The 9th of August,
1829, the Moniteur published the decree constituting the cabinet,
in which were included the Prince de Polignac as Minister of
Foreign Affairs; Count de La Bourdonnaye as Minister of the
Interior; and as Minister of War, the General Count de Bourmont.
The next day the Debats said:--
"So here is once more broken the bond of love and confidence that
was uniting the people to the Monarch. Here once again are the
court with its old rancors, the Emigration with its prejudices,
the priesthood with its hatred of liberty, coming to throw
themselves between France and her King.
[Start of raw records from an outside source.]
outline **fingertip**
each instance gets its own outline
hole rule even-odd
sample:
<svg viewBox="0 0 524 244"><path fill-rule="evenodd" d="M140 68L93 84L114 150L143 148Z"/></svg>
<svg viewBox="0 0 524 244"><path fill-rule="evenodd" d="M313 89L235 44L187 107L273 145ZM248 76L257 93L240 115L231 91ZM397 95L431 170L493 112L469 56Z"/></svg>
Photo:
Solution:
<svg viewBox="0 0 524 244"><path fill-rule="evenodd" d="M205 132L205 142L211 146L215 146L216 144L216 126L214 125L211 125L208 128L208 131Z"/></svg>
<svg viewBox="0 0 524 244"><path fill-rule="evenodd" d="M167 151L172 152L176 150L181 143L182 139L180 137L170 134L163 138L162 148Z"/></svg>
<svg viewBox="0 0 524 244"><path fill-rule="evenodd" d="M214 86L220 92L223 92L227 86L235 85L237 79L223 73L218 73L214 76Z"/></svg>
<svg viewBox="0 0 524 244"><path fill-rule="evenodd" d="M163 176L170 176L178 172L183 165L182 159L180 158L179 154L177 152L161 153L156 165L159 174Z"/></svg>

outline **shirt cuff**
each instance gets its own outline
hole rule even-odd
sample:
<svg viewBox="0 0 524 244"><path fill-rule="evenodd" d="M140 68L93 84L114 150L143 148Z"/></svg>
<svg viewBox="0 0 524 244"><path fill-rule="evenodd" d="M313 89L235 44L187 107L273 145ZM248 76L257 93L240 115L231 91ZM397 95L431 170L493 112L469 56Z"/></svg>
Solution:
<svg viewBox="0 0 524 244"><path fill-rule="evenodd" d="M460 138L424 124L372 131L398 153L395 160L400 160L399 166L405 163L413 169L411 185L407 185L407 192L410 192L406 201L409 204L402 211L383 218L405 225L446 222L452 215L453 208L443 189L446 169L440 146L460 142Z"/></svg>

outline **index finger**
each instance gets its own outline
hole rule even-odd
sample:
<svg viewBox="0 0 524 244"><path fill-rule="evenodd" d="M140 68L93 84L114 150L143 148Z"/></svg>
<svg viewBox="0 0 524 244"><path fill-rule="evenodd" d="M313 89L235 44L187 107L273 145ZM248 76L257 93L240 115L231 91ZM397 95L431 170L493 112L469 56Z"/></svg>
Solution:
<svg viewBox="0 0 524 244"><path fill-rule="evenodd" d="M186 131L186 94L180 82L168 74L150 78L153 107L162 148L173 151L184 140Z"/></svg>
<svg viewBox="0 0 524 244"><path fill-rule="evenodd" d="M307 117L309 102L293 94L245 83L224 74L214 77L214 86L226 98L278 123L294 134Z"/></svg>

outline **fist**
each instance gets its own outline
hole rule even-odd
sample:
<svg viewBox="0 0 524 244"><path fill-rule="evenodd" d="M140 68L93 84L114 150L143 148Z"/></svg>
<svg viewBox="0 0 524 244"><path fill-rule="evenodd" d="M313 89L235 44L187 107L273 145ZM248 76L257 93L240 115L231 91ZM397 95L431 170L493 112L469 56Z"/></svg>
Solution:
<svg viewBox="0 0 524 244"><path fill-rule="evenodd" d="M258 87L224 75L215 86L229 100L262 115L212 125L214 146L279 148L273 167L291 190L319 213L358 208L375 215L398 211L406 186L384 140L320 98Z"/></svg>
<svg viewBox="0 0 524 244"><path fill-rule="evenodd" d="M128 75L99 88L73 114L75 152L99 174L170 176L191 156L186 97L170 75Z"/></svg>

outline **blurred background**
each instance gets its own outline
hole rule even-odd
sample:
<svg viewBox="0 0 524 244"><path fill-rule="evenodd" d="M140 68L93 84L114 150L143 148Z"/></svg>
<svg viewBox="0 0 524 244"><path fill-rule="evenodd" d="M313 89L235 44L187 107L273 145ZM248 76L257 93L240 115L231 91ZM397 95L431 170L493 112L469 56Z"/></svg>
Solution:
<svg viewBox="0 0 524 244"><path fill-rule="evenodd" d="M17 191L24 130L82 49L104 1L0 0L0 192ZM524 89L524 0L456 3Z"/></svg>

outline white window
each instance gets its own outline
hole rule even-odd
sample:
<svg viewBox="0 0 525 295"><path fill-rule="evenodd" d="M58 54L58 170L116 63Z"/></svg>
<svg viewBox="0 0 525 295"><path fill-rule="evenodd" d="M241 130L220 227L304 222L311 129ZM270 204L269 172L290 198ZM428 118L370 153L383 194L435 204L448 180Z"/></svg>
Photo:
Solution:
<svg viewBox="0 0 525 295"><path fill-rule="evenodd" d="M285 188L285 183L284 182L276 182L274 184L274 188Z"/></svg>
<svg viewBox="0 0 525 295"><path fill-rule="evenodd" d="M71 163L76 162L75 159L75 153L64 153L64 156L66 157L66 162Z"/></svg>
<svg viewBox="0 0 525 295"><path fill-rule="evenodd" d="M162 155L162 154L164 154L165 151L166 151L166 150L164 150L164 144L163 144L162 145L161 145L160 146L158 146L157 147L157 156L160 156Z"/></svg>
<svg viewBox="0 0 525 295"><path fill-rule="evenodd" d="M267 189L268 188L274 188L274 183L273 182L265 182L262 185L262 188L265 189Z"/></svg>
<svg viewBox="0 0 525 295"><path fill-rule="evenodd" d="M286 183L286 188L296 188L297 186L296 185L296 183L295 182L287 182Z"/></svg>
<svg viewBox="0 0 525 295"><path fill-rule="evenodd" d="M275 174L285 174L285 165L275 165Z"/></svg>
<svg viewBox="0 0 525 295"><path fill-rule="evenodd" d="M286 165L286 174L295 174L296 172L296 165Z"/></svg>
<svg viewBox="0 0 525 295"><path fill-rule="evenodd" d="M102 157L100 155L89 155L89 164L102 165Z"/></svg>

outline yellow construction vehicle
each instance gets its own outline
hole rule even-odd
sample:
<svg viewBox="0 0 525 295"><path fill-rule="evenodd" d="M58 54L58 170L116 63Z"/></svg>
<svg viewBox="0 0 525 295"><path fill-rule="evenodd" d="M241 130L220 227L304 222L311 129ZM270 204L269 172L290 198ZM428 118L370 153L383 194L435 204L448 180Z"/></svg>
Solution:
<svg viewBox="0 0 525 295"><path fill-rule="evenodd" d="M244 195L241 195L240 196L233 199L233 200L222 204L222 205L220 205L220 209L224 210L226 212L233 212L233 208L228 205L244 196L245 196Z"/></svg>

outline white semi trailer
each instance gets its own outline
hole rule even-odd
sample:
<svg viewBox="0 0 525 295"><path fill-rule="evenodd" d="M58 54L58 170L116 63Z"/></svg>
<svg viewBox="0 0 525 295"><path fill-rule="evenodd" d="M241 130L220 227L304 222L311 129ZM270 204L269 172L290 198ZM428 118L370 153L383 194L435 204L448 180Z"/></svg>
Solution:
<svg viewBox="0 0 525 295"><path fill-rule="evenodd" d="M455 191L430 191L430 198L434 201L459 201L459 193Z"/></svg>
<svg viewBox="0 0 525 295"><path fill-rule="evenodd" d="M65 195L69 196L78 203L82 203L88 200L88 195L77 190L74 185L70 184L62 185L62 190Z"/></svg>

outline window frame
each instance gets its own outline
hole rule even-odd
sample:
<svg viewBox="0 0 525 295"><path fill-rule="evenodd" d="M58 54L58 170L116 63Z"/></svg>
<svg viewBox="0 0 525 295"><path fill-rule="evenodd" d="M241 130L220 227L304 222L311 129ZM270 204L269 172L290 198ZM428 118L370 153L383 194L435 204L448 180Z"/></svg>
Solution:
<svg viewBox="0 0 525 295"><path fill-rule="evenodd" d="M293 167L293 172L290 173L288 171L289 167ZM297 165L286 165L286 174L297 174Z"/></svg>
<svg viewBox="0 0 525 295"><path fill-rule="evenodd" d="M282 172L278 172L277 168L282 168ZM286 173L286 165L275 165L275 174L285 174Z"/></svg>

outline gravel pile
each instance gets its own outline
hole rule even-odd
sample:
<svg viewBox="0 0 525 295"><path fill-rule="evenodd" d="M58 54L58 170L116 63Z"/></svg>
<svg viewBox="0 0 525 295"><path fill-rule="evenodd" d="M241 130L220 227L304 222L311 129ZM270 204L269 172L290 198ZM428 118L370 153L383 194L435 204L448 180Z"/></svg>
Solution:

What she has conquered by
forty years of travail and misfortune is taken from her; what she
repels with all the force of her will, all the energy of her
deepest desires, is violently imposed upon her. Ill-fated France!
Ill-fated King!"
The 15th of August the Debats reached a paroxysm of fury:--
"If from all the battle-fields of Europe where our Grand Army has
left its members, if from Belgium, where it left the last
fragments of its body, and from the place where Marshal Ney fell
shot, there arise cries of anger that resound in our hearts, if
the column of the Grand Army seems to tremble through all its
bronze battalions, whose is the fault? No, no; nothing is lacking
in this ministry of the counter-Revolution. Waterloo is
represented. ... M. de Polignac represents in it the ideas of the
first Emigration, the ideas of Coblenz; M.